生水でも飲んでぽんぽん痛くなってしまえばいい、あんなやつ。
「最悪だな……。打つ手なし、か。」
『ヤベエな、相棒……』
「ツル公!諦めんじゃねえよバカ。おいオスモ、何か手立てはねえのかよ?統括本部の連中がこの町にいるのは今日も入れてあと四日だそうじゃねえか。『特異魔道具』『特定所有者』認定のあるとなしとでツル公のこれからの冒険者生活がダンチなのぁオマエもわかってんだろ。それでも『颯』の知恵袋、黄金板章持ちの『見抜く目』かよ。」
ファビオはうなだれ気味の俺に喝を入れ、オスモに強い勢いで問いかける。ここまで心配してくれてるとは思わなかったな、さすがは「世話役」だよ。
ありがとうファビオ。でも、もういいんだ。何をやってもダメなものはしょうがないじゃないk……

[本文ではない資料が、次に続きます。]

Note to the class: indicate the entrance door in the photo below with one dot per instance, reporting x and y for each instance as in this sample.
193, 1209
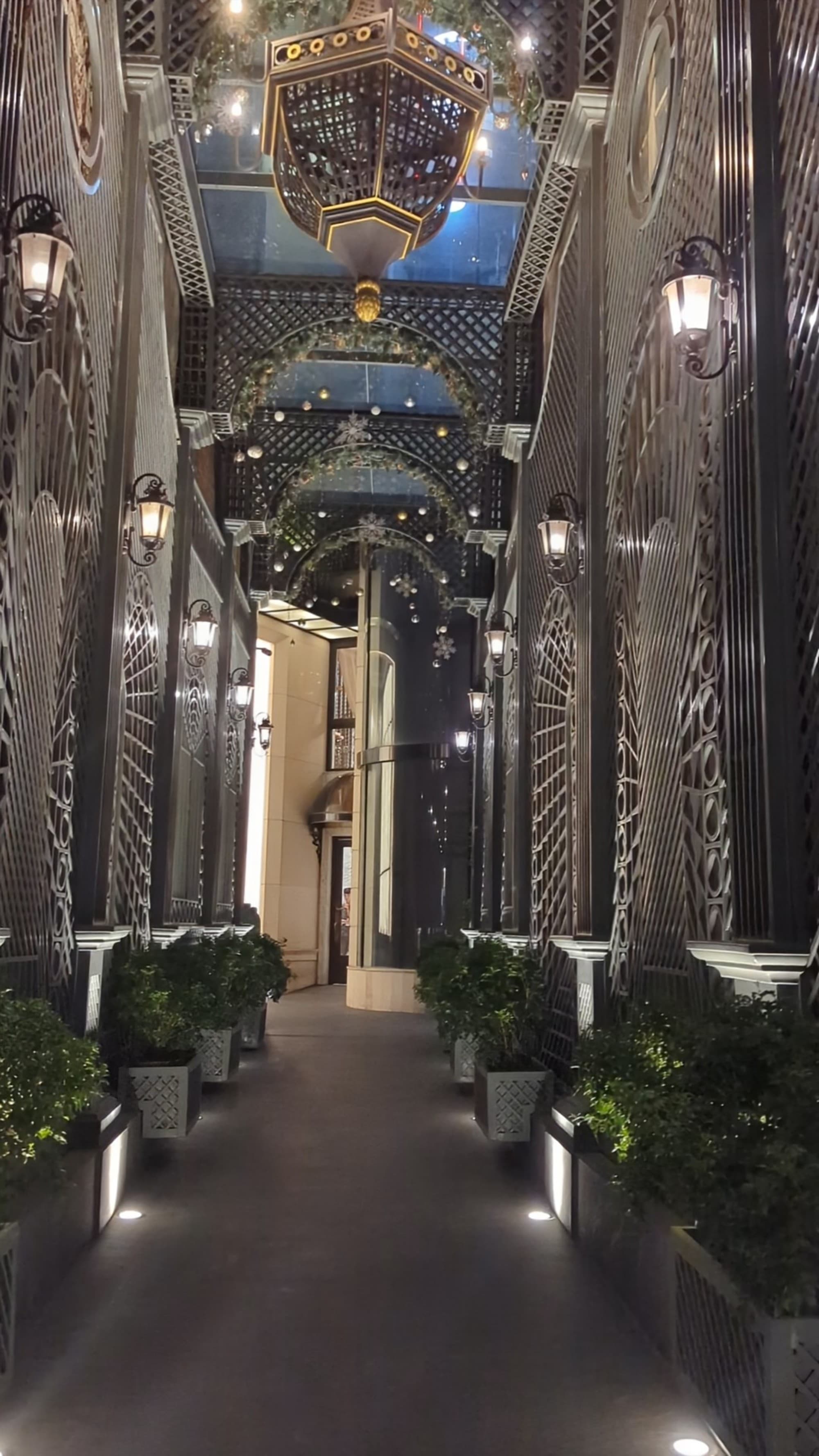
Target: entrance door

「解決策がないわけじゃないさ。アタシを誰だと思ってるんだい?お見くびりでないよ、ファビオ。」
あるの!?打つ手が?
「はぁ、まーたコレだよ。いいかツル公?このオスモってヤツぁな、問題解決の前にいっぺん人を絶望のどん底にたたっこまねえと気が済まねえ、とんでもねえサディストなんだよ。っとに昔っから全然変わんねえ。」
ファビオは忌々しげな怒り笑いの表情を作って腕を組み、椅子にどっかと座りこむ。オスモのことは優しそうな爺さんだと思ってたんだが、結構クセがありそうだな。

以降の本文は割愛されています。